Human life is under the absolute dominion of two mighty principles, fear and hope. Any one who can make these serve his ends may be sure of rapid fortune. - Lucian, in his Alexander the Oracle Monger
Alexander is a work of secularist literature written by 2nd Century Roman satirist Lucian, who tells the story of a false prophet of Apollo. It depicts the false prophet who made a fortune giving oracles while wearing snakes on his body and foaming in the mouth to impress people, a device which Lucian easily explains by saying he chewed certain herbs. Not unlike Benny Hinn and other modern televangelists, he also conspires with assistants and spies who help him maintain the appearance of his miracles and knows herbs and natural medicines, which he recommends to his followers.
The work even contains the first historical reference to the notion of bull-shit, where the many antics of the prophet are literally compared to the manure of thousands of oxen.
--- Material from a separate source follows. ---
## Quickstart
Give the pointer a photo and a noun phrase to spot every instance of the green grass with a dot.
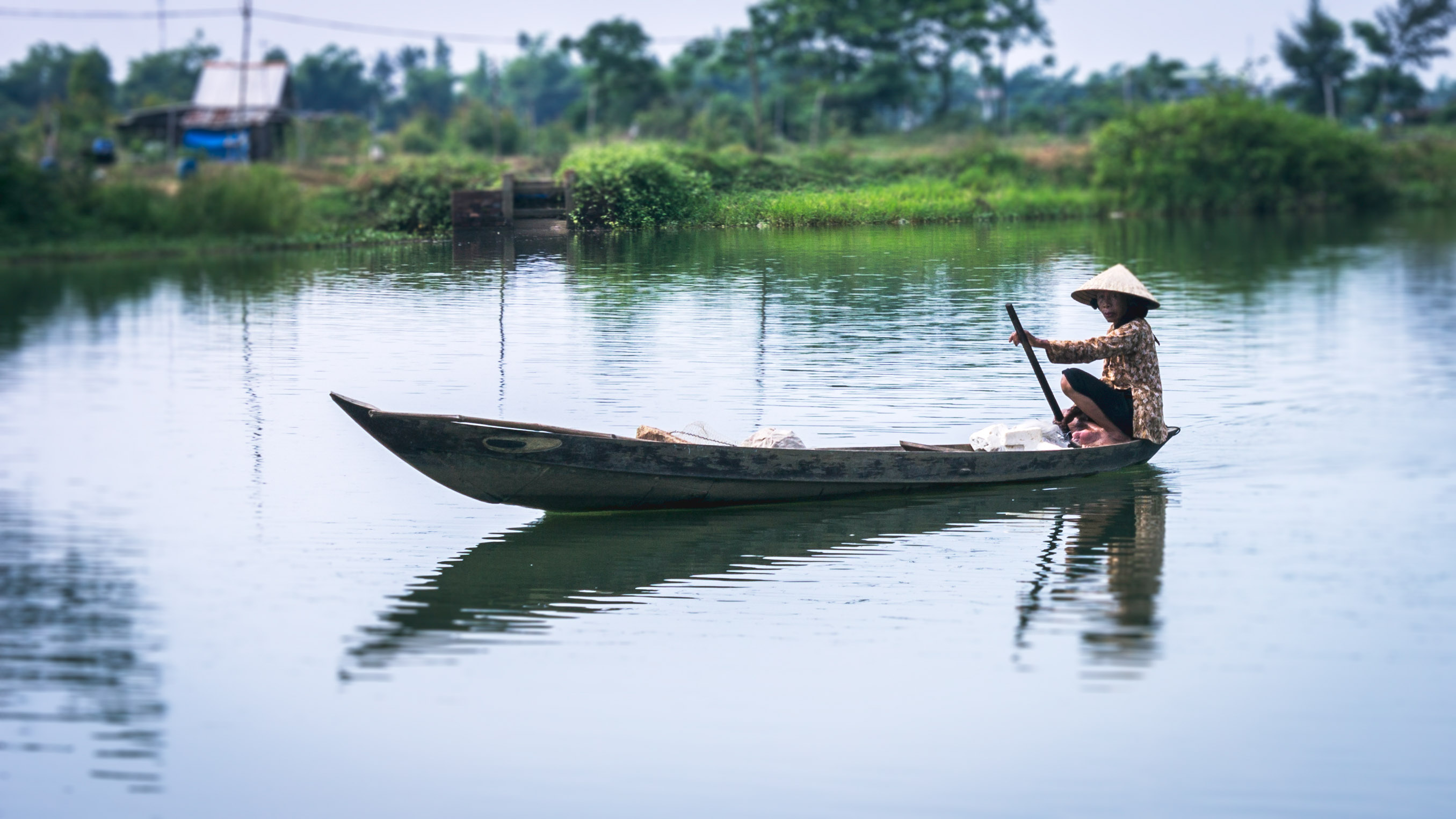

I may not cleanse that Augean stable completely, but I will do my best, and fetch you out a few loads as samples of the unspeakable filth that three thousand oxen could produce in many years
As a side note, Lucian has many other great works. I enjoyed reading Sale of Creeds. One of my favorite ones is A True Story, which has been called the first work of science fiction ever written and is a bit reminiscent of Edgar Rice Borroughs' Barsoom (Mars) for its creatures, which inspired the film John Carter. The work is not just funny but so surreal that it reminds me of Guillermo del Toro's creativity in Pan's Labyrinth. There are rivers of wine whose fish get the characters drunk. These rivers originate in vineyards haunted by tree-damsels who seduce, then trap men in their arms.
I won't give more details, except to say that Lucian is a genius and one of the first writers who assumed a secular position and criticized superstition in the ancient world.
Alexander the Oracle Monger is available (free) online through epicurus.info.